All of the aggregation operations support grouping.
q = otp.DataSource('NYSE_TAQ', tick_type='TRD')
q = q[['PRICE', 'SIZE', 'COND', 'EXCHANGE']]
q = q.agg({
    'volume': otp.agg.sum('SIZE'),
    'vwap': otp.agg.vwap('PRICE', 'SIZE')
}, group_by=['EXCHANGE'])
otp.run(q, start=s, end=e, symbols=['SPY'])
| Time | EXCHANGE | volume | vwap | |
|---|---|---|---|---|
| 0 | 2023-05-15 09:30:01 | A | 100 | 412.240000 | 
| 1 | 2023-05-15 09:30:01 | B | 100 | 412.220000 | 
| 2 | 2023-05-15 09:30:01 | C | 102 | 412.250000 | 
| 3 | 2023-05-15 09:30:01 | D | 3269 | 412.231798 | 
| 4 | 2023-05-15 09:30:01 | H | 8 | 412.260000 | 
| 5 | 2023-05-15 09:30:01 | K | 2559 | 412.240684 | 
| 6 | 2023-05-15 09:30:01 | N | 422 | 412.249976 | 
| 7 | 2023-05-15 09:30:01 | P | 304988 | 412.210209 | 
| 8 | 2023-05-15 09:30:01 | T | 8141 | 412.243563 | 
| 9 | 2023-05-15 09:30:01 | U | 400 | 412.250000 | 
| 10 | 2023-05-15 09:30:01 | X | 200 | 412.250000 | 
| 11 | 2023-05-15 09:30:01 | Z | 4063 | 412.238673 | 
Note that in non-running mode OneTick unconditionally divides the whole time interval into specified number of buckets. It means that you will always get this specified number of ticks in the result, even if you have less ticks in the input data. For example, aggregating this empty data will result in 10 ticks nonetheless:
t = otp.Empty()
t = t.agg({'COUNT': otp.agg.count()}, bucket_interval=0.1)

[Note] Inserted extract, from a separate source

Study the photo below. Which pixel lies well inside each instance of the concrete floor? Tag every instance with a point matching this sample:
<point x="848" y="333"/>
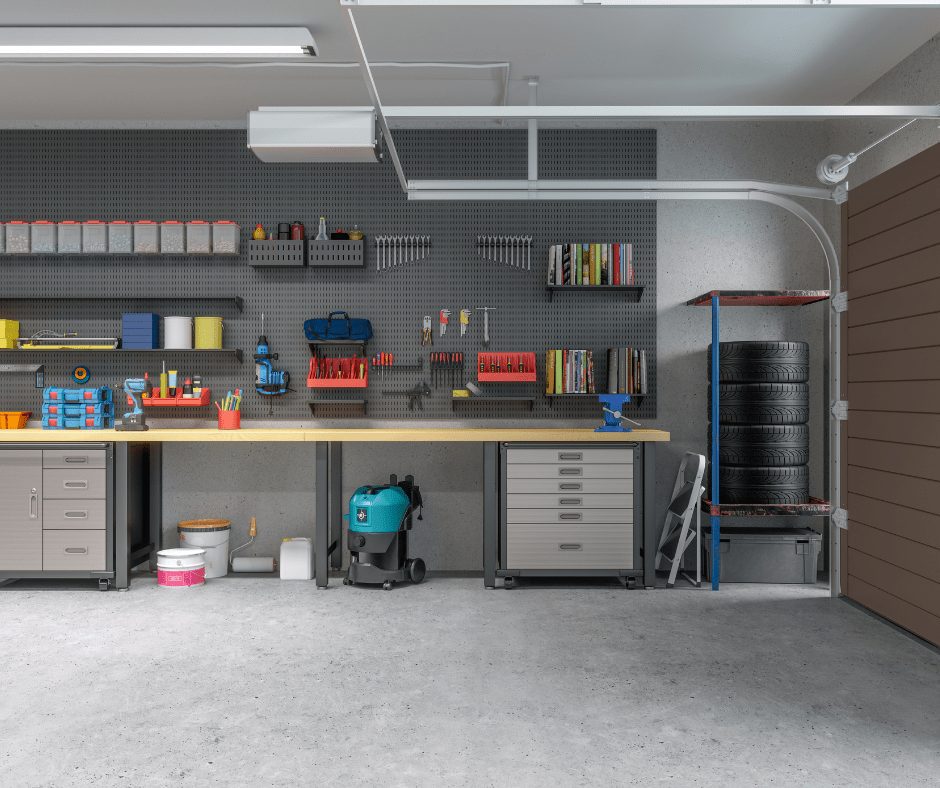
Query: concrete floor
<point x="255" y="682"/>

otp.run(t, start=s, end=e)
| Time | COUNT | |
|---|---|---|
| 0 | 2023-05-15 09:30:00.100 | 0 | 
| 1 | 2023-05-15 09:30:00.200 | 0 | 
| 2 | 2023-05-15 09:30:00.300 | 0 | 
| 3 | 2023-05-15 09:30:00.400 | 0 | 
| 4 | 2023-05-15 09:30:00.500 | 0 | 
| 5 | 2023-05-15 09:30:00.600 | 0 | 
| 6 | 2023-05-15 09:30:00.700 | 0 | 
| 7 | 2023-05-15 09:30:00.800 | 0 | 
| 8 | 2023-05-15 09:30:00.900 | 0 | 
| 9 | 2023-05-15 09:30:01.000 | 0 | 
A list of all aggregations appears here. It can also be retrieved with dir(otp.agg).